Doll's equity market expectations for this year are similar to 2010, the noticeable difference being that he expects more market risk in the new year. He predicts stocks will outperform cash and bonds.

"Stocks pulled ahead of bonds in 2010's fourth quarter, and we expect that trend to continue in 2011," he said. "Interest rate risk will be to the upside, given accelerating economic and job growth, the revival of business capital investment, the likelihood that bonds inflows will slow, and fading deflation fears."

On the interest rate front, Doll sees the accelerating economy, resumption of job growth, and revival of business investment as a case for higher interest rates.

In 2011, Doll expects the United States to outperform the MSCI World Index, a significant turnaround given that the U.S. competed with Japan for last place on the index for the last decade.
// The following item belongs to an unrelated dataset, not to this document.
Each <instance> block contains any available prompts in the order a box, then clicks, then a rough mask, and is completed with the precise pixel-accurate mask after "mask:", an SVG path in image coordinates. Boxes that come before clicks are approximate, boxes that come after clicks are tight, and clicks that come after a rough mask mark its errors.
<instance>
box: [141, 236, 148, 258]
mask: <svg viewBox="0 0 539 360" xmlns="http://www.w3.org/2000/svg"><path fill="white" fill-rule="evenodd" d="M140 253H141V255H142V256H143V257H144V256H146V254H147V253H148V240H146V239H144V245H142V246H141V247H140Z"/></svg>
He predicts that the United States, Germany and Brazil will outperform Japan, Spain and China, with the U.S. performance marked by the improving quantity and quality of growth, increasing confidence and accelerating job growth.

At the same time, U.S. corporations will remain strong. Strong balance sheets and free cash flow will lead to significant increases in dividends, share buybacks, mergers and acquisitions and business reinvestment.

But much can still go wrong, Doll warned, including credit problems, commodity price increases, inflation fears, a greater than expected rise in interest rates and currency and capital flow concerns leading to protectionist trade wars.

Doll also worries that the strength of the market return since August may mean the equity markets have bounced back too quickly. "I do have a concern that the exceptionally strong returns we have seen over the last couple of months may mean we 'borrowed' some of 2011's returns in late 2010," Doll said. "The upside possibilities could lead to stock market appreciation of 10% to 20% more than we expect. The downside issues could result in low double-digit percentage loss."

Keefe, Bruyette & Woods, on the other hand, predicts slow growth in the United States in 2011 in its "2011 Asset Managers Outlook Compilation: From Capital Accumulation to Capital Deployment," Keefe, Bruyette & Woods predicts that capital redeployment will focus on increased dividends, share repurchases, and mergers and acquisitions. Yet lending and growth opportunities for financials will be limited by the slow U.S. economic recovery due to lower consumer demand. In fact, KBW forecasts that GDP will grow slightly less than 2% in 2011, the unemployment rate will fall to 9.1% by the end of the year, and Americans will continue saving at high rates into 2012.

Meanwhile, the firm anticipates the Federal Reserve will maintain low interest rates in 2011, which will stimulate increased bank reserves and increased risk taking. With interest rates so low, KBW predicts domestic equity fund flows should begin to improve. The firm expects fixed income flows to remain on the up and up, although lower than their 2010 levels. By the spring, the Fed's policies will bear some fruit, KBW said, with capital markets activity increasing as well as demand for troubled assets.

Return on equity should improve, KBW said, as large financial institutions deploy capital and look for opportunities for global regulatory arbitrage. The strongest area for growth in 2011 will be capital markets, while the weakest will be bank loan balances.

At the same time, regulations will pressure the industry with the implementation of the Dodd-Frank bill.

The good news is that better equity flows and potential for additional operating leverage should mean robust growth for asset managers in 2011. KBW thinks alternative managers may be particularly well positioned for continued organic growth.


Ruthie Ackerman writes for American Banker.